I have the following Python code I am running in Databricks on a df of monthly employment by industry data.
The following code appends an empty df, calculates the YoY % change in employment by industry and shifts each series ahead by between 1 to 12 months and the newly estimated series added to the original df as a new column:
> # Forecast df parameters: index, column names
index = pd.date_range('2022-11-30', periods=13, freq='M')
columns = summary_table_empl.columns.to_list()
# Append history + empty df
df_forecast = pd.DataFrame(index=index, columns=columns)
df_test_empl=pd.concat([summary_table_empl, df_forecast])
# New df, calculate yoy percent change for every commodity (col)

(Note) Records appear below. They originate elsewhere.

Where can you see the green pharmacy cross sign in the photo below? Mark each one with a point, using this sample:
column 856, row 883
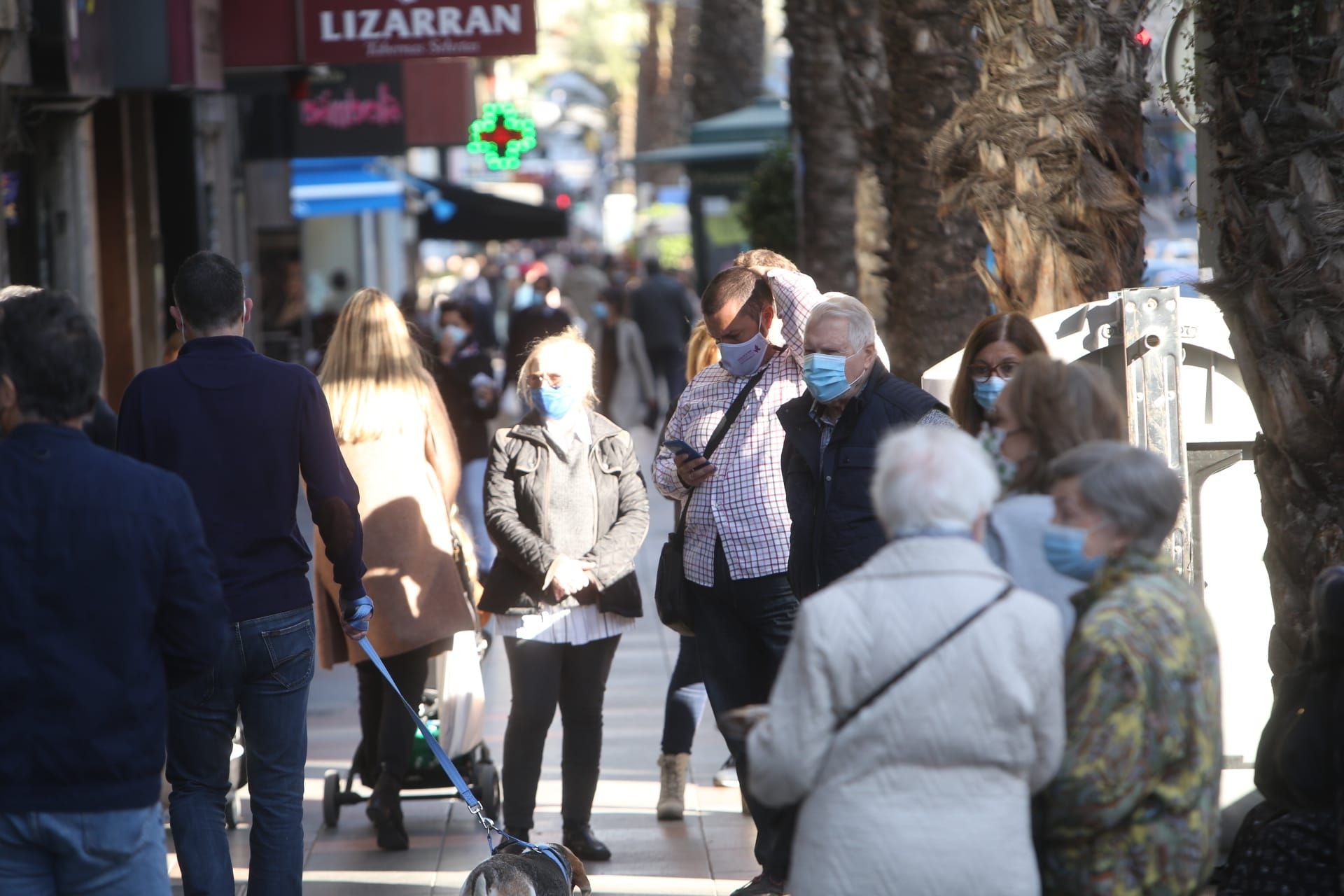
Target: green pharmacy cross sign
column 502, row 134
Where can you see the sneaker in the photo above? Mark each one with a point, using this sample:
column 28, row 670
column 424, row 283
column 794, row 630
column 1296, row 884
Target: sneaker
column 672, row 793
column 727, row 774
column 761, row 886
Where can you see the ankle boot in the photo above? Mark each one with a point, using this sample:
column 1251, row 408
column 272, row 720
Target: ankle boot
column 385, row 811
column 581, row 841
column 672, row 796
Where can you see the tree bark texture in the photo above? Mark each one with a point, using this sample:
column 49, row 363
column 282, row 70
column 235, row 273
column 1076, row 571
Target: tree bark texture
column 664, row 92
column 827, row 148
column 906, row 62
column 729, row 57
column 1049, row 148
column 1276, row 94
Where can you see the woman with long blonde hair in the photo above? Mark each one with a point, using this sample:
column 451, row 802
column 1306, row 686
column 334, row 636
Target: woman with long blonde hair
column 568, row 508
column 400, row 448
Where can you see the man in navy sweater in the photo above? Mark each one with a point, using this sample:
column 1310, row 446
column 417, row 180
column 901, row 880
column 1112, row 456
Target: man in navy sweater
column 109, row 598
column 241, row 429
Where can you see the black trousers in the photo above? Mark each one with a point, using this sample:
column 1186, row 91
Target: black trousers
column 545, row 676
column 741, row 629
column 384, row 723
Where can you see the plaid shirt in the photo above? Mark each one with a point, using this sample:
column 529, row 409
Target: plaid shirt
column 743, row 503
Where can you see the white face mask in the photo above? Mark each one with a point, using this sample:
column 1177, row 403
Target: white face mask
column 743, row 359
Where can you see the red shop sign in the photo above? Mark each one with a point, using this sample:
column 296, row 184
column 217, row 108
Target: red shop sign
column 344, row 31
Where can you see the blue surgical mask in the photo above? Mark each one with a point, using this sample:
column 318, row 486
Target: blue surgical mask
column 1063, row 547
column 987, row 393
column 555, row 402
column 743, row 359
column 824, row 375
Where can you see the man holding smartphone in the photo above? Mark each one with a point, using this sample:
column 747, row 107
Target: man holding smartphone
column 738, row 526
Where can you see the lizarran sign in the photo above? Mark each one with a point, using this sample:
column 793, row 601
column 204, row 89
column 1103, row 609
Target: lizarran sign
column 346, row 31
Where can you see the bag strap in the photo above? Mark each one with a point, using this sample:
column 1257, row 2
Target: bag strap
column 720, row 431
column 910, row 666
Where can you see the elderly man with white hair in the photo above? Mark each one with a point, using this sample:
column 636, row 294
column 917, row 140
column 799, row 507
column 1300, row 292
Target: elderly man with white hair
column 831, row 437
column 921, row 700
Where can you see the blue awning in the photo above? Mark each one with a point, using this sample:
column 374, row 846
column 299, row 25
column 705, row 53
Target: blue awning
column 347, row 186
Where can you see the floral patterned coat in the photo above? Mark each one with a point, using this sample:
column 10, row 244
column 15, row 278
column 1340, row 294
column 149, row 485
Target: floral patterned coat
column 1135, row 806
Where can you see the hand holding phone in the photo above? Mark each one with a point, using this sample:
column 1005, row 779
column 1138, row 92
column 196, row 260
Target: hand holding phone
column 678, row 447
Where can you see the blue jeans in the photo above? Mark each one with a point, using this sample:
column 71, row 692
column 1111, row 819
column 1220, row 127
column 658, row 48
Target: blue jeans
column 262, row 676
column 105, row 853
column 686, row 699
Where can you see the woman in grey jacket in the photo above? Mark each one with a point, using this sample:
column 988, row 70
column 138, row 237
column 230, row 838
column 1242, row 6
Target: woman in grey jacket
column 568, row 508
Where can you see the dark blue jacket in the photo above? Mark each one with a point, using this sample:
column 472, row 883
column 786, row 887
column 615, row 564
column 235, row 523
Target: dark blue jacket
column 109, row 598
column 241, row 428
column 835, row 528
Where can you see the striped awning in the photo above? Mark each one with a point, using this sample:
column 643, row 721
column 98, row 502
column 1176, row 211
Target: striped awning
column 346, row 186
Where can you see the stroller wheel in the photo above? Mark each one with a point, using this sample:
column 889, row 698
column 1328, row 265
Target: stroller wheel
column 486, row 782
column 331, row 798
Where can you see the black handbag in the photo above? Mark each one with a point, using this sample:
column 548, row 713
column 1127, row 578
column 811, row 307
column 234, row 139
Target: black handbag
column 671, row 594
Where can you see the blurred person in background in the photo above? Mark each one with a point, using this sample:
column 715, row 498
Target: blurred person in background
column 831, row 441
column 100, row 425
column 738, row 530
column 625, row 381
column 246, row 433
column 662, row 308
column 112, row 599
column 920, row 783
column 477, row 290
column 1047, row 409
column 1289, row 844
column 534, row 323
column 398, row 445
column 465, row 375
column 1135, row 805
column 993, row 352
column 568, row 508
column 584, row 284
column 686, row 688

df_CA_empl_test_yoy= ((df_test_empl - df_test_empl.shift(12))/df_test_empl.shift(12))*100
# Extend each variable as a series from 1 to 12 months
for col in df_CA_empl_test_yoy.columns:
for i in range(1,13):
df_CA_empl_test_yoy["%s_%s"%(col,i)] = df_CA_empl_test_yoy[col].shift(i)
df_CA_empl_test_yoy.head(15)
The code works, however I am getting this warning:
PerformanceWarning: DataFrame is highly fragmented. This is usually the result of calling
frame.insert
many times, which has poor performance. Consider joining all columns at once using pd.concat(axis=1) instead. To get a de-fragmented frame, usenewframe = frame.copy()
df_CA_empl_test_yoy["%s_%s"%(col,i)] = df_CA_empl_test_yoy[col].shift(i)
How do I modify my code to get rid of this warning message?